Ministère de l'Éducation Nationale et de la Jeunesse (2022). Les guides fondamentaux pour enseigner. La grammaire du français du CP à la 6e.

Comment ? Des activités qui sollicitent cognitivement

Les activités doivent permettre de mobiliser les capacités intellectuelles et affectives des élèves ; elles ne doivent être ni trop faciles ni trop difficiles. Les tâches consistant à observer un phénomène grammatical dans des textes, à manipuler des énoncés en les transformant, à formuler des constats, à les commenter, etc., sont intéressantes pour les élèves parce qu'elles sont exigeants cognitivement et leur permettent de découvrir des aspects du fonctionnement de la langue, alors qu'appliquer une règle d'accord du participe passé dans un exercice ne constitue pas une activité stimulante sur le plan cognitif.

Chartrand, S. (dir.) (2016). Mieux Enseigner la grammaire. Pearson.

Comment ? Les interactions entre pairs

Le moment important, en classe, n’est pas celui où les enfants, individuellement, remplissent le carré (deux énoncés proches, une consigne de transformation, et deux cases vides pour écrire les réponses) mais le débat d’acceptabilité qui suit cette prolifération d’énoncés et valide ceux qui ont frayé, débat qui se termine par la proposition d’une "règle", consignée sur le carnet de chercheur. Selon les cas, la règle ressemble à celle que l’on trouve dans les manuels mais, le plus souvent, elle la modifie ou la précise (c’est le cas pour le pluriel de "un, une"). La règle à laquelle les enfants arrivent n’est pas importante en soi : l’objectif des ateliers est bien le débat lui-même, le processus métalinguistique qui fait bouger les représentations. Il faut bien, toutefois, arriver à une trace écrite de la conclusion de ce débat.

Audion, L. (2015). Les Ateliers d’Antoine : apports de la Théorie des Opérations Énonciatives en didactique du français à l’école élémentaire. Cognition RepréSentation Langages, 13‑2.
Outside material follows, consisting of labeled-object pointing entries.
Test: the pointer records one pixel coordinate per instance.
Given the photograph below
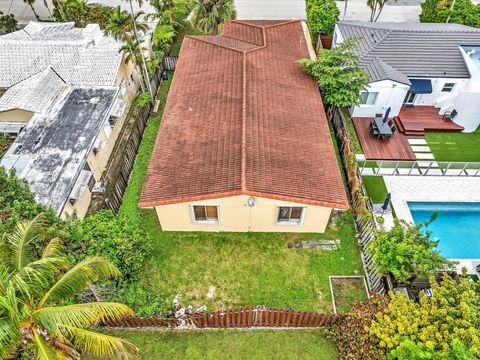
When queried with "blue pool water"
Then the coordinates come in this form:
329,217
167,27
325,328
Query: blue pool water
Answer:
457,227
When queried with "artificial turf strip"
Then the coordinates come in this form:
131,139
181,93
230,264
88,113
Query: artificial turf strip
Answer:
453,146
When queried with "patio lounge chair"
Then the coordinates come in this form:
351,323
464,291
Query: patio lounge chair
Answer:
449,115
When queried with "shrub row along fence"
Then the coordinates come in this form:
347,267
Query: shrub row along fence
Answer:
361,206
117,178
240,318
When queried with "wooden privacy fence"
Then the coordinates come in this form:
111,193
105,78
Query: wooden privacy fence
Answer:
239,318
365,225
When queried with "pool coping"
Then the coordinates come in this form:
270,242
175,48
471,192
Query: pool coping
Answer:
433,190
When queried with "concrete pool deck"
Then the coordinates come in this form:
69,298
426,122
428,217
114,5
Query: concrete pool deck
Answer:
406,189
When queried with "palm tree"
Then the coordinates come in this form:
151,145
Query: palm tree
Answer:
30,3
37,314
121,23
133,49
209,15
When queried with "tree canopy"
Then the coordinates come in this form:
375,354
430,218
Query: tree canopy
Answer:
439,11
407,250
445,326
336,71
321,17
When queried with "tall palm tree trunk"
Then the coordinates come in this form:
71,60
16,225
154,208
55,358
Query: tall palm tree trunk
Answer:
145,76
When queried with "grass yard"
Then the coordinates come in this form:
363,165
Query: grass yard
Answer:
376,188
347,291
237,269
232,344
448,146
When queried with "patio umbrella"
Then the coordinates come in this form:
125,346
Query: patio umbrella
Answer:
386,202
385,119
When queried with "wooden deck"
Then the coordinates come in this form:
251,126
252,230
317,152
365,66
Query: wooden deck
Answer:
414,121
394,148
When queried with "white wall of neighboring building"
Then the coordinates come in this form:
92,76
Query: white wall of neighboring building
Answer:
390,94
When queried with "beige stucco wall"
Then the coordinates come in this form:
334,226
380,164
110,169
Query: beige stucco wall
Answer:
235,215
15,116
80,206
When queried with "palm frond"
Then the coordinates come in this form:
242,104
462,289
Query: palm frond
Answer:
78,277
9,337
53,249
42,350
101,345
78,315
Exemple : les chantiers d'étude

Le chantier de grammaire est un temps de « réflexion » au sens fort du mot, un temps de regard différent sur la langue qui est moyen et objet d’étude dans le cours de français.

Des corpus de de 5 à 15 phrases sont conçus en fonction de la notion travaillée : la notion est réfléchie en amont par l’enseignant afin d’en dégager les attributs principaux : en 6e, par exemple, on définit 3 critères pour trouver un complément du verbe : il n’est pas supprimable, il n’est pas déplaçable, il est pronominalisable. En procédant ainsi, on circonscrit la notion sans prétendre embrasser tous les cas de figure. On décide selon la classe et les compétences des élèves, de ne pas évoquer tel cas limite, telle ou telle pronominalisation plus complexe. Le corpus est borné, bien ajusté à ce que peut manipuler une classe. On fonde les corpus sur les gestes du grammairien pour progressivement éliminer les questions de niveau sémantique du type « Il mange quoi ? une pomme / * Il est quoi ? – Courageux » pour préférer un questionnement syntaxique, pour appréhender le système linguistique.
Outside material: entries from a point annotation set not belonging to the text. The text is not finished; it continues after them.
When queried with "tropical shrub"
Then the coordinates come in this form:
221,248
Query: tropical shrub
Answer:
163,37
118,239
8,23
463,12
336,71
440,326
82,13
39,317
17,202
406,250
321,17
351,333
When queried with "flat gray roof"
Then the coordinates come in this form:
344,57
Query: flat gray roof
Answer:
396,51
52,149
Eduscol. (2022). "Conduire un chantier de grammaire pour permettre l’appropriation d’une notion".

Exemples de situations, d’activités et d’outils pour l’élève

- Repérage de groupes nominaux en position de compléments et caractérisation par des opérations de suppression, déplacement en début de phrase, pronominalisation (distinction complément d’objet / temps, lieu et cause. complément circonstanciel).

- Analyse logique de phrases simples.

- Rituels de jeux grammaticaux (jeux créatifs, recherche d’intrus dans des listes, jeux de transformation à partir de ses propres écrits, etc.).

- Appréciation des effets de sens : créés par le choix d’un article défini / indéfini ; créés par la position d’un adjectif par rapport au nom qu’il complète, etc.

Ministère de l'Éducation Nationale, de la Jeunesse et des Sports (2020). Programme du cycle 4.